Personal information
- Full name: Herbert Denis Edleston Elliott
- Born: 30 March 1887 Newport, Shropshire, England
- Died: 26 April 1973 (aged 86) Bognor Regis, Sussex, England
- Batting: Unknown
- Bowling: Unknown

Domestic team information
- 1913: Essex

Career statistics
| Competition | First-class |
| Matches | 2 |
| Runs scored | 3 |
| Batting average | 0.75 |
| 100s/50s | –/– |
| Top score | 3 |
| Balls bowled | 138 |
| Wickets | 1 |
| Bowling average | 107.00 |
| 5 wickets in innings | – |
| 10 wickets in match | – |
| Best bowling | 1/67 |
| Catches/stumpings | 1/– |
- Source: Cricinfo, 27 October 2011

= Herbert Elliott =

English cricketer and schoolmaster

Herbert Denis Edleston Elliott (30 March 1887 – 26 April 1973) was an English schoolmaster and cricketer. Elliott's batting and bowling styles are unknown. He was born at Newport, Shropshire and educated in the town at Newport School.

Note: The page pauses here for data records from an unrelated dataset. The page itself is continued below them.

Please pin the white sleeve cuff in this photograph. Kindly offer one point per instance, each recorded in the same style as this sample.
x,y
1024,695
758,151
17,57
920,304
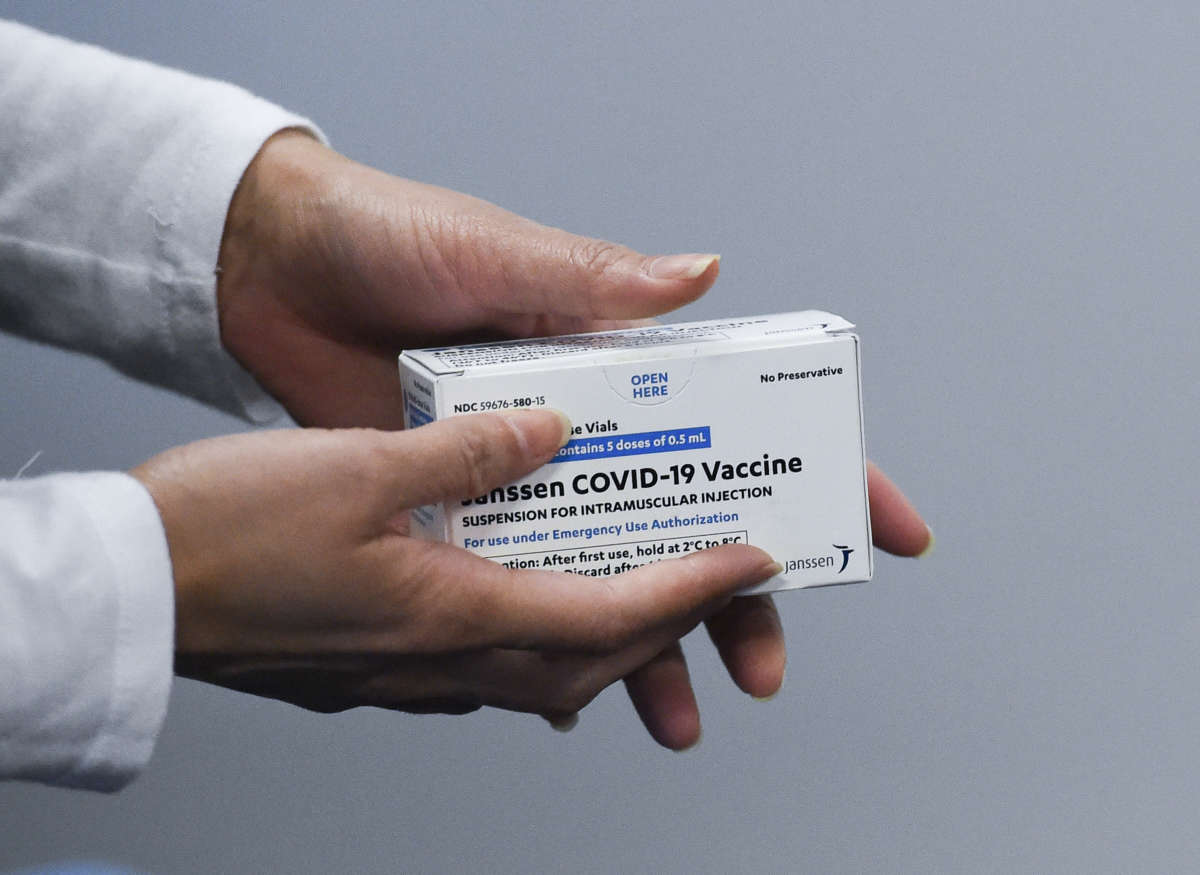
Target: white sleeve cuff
x,y
87,629
118,175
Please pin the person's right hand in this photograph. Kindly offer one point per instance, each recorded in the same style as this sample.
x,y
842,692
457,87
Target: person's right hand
x,y
295,579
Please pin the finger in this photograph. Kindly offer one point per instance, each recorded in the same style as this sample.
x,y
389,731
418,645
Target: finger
x,y
466,456
520,267
663,696
895,523
484,604
750,639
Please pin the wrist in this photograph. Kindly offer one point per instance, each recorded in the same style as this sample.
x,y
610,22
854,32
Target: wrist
x,y
263,235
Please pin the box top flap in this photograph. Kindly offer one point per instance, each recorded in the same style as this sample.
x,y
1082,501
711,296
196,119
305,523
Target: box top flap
x,y
648,342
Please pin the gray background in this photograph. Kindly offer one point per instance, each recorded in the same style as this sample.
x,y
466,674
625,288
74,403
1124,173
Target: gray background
x,y
1006,197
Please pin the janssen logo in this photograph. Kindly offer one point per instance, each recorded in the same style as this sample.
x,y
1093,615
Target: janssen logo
x,y
829,561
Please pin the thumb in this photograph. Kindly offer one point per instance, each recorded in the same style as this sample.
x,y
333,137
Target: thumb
x,y
466,456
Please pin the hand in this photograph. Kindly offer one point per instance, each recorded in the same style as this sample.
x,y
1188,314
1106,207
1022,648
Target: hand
x,y
295,576
330,268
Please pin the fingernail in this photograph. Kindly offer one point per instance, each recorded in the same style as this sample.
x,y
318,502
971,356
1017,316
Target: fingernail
x,y
929,547
567,425
681,267
767,699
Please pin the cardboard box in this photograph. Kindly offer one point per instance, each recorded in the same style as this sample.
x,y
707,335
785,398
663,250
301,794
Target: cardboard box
x,y
685,436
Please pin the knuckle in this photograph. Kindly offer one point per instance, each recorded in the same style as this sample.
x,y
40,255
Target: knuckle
x,y
577,693
597,256
474,453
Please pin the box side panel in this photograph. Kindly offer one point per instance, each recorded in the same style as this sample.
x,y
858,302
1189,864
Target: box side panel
x,y
421,390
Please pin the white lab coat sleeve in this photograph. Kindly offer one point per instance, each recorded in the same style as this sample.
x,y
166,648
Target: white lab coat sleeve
x,y
115,178
87,629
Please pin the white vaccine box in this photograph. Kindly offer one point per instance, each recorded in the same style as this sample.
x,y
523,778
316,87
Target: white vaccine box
x,y
685,437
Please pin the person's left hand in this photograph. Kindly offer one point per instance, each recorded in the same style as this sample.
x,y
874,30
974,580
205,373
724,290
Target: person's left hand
x,y
330,268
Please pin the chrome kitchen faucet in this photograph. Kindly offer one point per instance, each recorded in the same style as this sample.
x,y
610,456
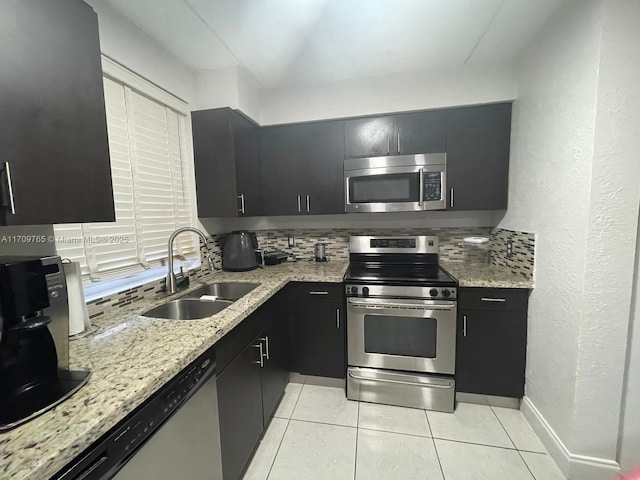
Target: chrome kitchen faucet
x,y
172,281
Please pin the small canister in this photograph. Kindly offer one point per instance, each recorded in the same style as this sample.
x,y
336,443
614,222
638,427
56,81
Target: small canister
x,y
476,251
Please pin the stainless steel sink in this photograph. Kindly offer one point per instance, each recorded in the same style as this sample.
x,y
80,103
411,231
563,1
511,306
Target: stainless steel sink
x,y
224,290
187,309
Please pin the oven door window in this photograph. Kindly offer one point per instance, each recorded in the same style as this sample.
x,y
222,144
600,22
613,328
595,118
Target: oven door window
x,y
385,188
395,335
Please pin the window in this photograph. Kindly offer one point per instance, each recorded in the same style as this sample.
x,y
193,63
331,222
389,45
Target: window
x,y
152,184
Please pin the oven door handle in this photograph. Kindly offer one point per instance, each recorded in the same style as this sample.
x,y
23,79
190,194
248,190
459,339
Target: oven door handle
x,y
401,382
380,306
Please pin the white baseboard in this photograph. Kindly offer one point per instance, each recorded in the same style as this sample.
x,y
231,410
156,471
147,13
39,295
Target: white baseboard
x,y
573,466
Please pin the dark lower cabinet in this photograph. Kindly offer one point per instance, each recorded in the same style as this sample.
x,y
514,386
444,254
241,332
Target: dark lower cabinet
x,y
251,385
491,342
318,329
275,374
240,411
54,154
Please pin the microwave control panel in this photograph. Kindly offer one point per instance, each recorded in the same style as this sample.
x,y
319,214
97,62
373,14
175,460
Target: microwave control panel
x,y
432,186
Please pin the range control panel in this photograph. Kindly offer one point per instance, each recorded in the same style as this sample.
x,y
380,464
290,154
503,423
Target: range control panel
x,y
429,293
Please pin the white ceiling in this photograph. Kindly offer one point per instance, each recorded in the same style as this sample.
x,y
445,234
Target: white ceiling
x,y
283,42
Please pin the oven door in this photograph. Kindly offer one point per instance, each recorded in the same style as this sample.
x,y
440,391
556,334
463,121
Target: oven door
x,y
395,188
402,334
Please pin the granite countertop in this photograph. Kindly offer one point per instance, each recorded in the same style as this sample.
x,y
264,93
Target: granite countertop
x,y
130,358
492,276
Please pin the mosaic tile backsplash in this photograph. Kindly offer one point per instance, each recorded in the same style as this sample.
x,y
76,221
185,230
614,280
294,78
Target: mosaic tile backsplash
x,y
520,262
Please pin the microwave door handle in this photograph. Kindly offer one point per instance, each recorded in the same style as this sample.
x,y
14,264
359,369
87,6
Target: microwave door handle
x,y
421,201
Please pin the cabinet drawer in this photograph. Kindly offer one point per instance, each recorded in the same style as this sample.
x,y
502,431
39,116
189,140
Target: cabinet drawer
x,y
500,299
330,292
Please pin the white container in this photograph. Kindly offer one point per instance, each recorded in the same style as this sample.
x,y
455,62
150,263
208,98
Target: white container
x,y
476,251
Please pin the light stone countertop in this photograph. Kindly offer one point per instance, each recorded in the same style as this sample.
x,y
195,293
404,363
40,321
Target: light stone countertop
x,y
489,277
130,358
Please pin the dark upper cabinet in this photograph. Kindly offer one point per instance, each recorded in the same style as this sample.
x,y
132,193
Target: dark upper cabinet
x,y
401,134
368,137
492,341
226,155
478,157
318,330
54,154
302,169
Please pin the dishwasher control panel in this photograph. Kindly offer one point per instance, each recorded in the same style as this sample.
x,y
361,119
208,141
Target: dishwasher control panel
x,y
108,454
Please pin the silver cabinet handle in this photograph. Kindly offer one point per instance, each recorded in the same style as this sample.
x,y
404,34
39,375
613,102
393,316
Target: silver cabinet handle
x,y
401,382
261,361
421,172
7,170
265,339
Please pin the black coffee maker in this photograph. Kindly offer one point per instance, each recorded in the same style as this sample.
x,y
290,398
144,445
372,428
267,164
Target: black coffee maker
x,y
34,339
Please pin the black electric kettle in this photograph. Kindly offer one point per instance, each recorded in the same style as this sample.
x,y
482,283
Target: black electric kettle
x,y
239,252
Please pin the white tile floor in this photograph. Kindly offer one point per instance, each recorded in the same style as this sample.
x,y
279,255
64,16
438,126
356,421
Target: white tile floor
x,y
317,434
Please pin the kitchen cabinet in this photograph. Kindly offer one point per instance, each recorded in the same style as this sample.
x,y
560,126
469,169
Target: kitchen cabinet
x,y
401,134
54,154
253,361
318,330
491,341
301,168
240,410
226,156
478,140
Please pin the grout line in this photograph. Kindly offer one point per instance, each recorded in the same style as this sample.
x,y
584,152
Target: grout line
x,y
284,434
394,432
435,447
503,427
355,458
475,443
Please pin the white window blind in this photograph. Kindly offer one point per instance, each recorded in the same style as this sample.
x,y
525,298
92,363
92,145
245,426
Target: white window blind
x,y
151,188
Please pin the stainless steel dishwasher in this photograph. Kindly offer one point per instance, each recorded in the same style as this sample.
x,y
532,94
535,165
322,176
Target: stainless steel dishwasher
x,y
174,434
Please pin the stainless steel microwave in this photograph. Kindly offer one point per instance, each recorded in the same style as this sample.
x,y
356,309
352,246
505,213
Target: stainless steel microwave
x,y
403,183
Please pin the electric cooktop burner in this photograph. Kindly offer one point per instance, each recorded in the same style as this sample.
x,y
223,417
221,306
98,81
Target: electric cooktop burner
x,y
399,274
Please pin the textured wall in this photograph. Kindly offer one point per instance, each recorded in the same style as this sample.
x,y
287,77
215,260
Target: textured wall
x,y
551,154
574,181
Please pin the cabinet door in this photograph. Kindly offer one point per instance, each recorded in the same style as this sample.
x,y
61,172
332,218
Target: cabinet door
x,y
275,374
325,167
368,137
491,352
282,169
213,152
420,132
52,115
478,157
319,336
247,166
240,411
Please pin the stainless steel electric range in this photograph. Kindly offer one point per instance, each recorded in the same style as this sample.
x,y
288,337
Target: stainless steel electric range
x,y
401,323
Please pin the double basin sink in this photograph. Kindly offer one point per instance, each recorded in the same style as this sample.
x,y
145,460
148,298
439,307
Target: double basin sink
x,y
192,307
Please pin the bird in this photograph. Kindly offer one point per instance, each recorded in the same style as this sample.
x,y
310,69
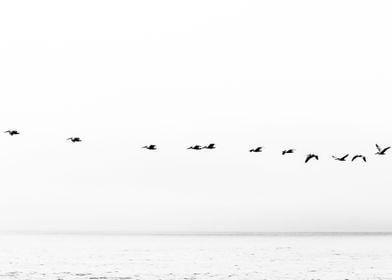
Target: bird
x,y
257,150
210,147
196,147
12,132
289,151
359,156
381,151
150,147
343,158
310,156
75,139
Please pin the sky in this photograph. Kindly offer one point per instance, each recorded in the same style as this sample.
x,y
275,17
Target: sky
x,y
311,75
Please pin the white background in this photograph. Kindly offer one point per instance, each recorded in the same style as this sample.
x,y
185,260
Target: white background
x,y
310,75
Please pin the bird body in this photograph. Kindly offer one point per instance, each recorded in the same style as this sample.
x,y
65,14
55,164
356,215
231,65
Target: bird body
x,y
196,147
12,132
289,151
75,139
381,151
210,147
310,156
359,156
343,158
150,147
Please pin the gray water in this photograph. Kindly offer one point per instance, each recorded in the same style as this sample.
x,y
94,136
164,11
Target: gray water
x,y
195,257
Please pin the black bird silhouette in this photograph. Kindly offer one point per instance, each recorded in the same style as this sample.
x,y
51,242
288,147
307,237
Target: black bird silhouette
x,y
381,151
310,156
12,132
150,147
343,158
289,151
210,146
196,147
359,156
75,139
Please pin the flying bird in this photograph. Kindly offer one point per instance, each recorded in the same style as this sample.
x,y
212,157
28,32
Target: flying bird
x,y
343,158
310,156
289,151
12,132
150,147
210,146
196,147
381,151
257,150
75,139
359,156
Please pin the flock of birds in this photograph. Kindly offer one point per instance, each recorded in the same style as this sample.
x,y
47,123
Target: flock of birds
x,y
380,151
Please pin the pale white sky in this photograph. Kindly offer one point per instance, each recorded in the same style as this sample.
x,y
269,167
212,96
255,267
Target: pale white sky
x,y
312,75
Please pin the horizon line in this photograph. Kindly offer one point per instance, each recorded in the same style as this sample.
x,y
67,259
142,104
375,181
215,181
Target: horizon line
x,y
193,233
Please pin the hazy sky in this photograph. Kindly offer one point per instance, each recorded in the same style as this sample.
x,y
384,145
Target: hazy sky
x,y
310,75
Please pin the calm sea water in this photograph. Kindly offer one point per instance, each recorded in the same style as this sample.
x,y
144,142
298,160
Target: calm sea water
x,y
195,257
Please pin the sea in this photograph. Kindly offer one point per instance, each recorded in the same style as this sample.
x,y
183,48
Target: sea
x,y
191,257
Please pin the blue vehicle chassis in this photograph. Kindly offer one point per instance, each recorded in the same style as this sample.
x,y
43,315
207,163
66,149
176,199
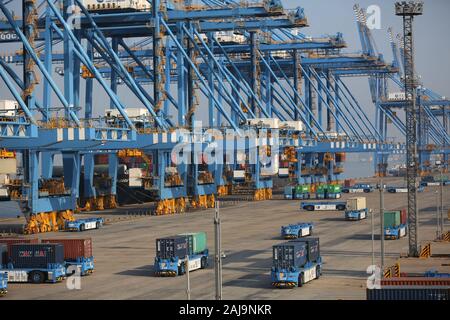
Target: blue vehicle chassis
x,y
85,266
356,214
3,283
292,231
174,266
393,233
84,224
53,273
288,278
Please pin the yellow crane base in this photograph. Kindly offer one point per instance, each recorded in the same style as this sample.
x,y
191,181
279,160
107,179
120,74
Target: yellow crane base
x,y
48,221
170,206
262,194
223,190
204,201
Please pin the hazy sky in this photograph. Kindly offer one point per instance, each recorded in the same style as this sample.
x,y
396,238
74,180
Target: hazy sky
x,y
332,16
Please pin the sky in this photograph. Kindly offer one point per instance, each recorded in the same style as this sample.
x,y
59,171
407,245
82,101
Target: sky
x,y
332,16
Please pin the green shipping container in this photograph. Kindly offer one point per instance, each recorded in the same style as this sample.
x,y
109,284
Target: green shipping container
x,y
391,218
199,241
301,189
321,189
334,188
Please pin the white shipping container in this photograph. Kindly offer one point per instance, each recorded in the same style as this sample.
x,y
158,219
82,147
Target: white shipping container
x,y
294,125
356,203
8,166
96,5
135,177
272,123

Elliott made two first-class appearances for Essex against Kent and Northamptonshire in the 1913 County Championship, scoring just three runs and taking a single wicket.

Elliott served in World War I, holding in December 1914 the temporary rank of second lieutenant. By 1916 he still held the rank of second lieutenant; it was in that year that he resigned his commission from the King's Shropshire Light Infantry due to ill health. At some point after this his heath recovered enough for him to serve in a training capacity in the Territorial Force. By July 1919 he had been promoted to captain in recognition of his command of the Malvern College Contingent of the Officers' Training Corps. He was still the Division Captain of the Malvern College Contingent by 1923, in November of that year he was promoted to major.

He died at Bognor Regis, Sussex on 26 April 1973.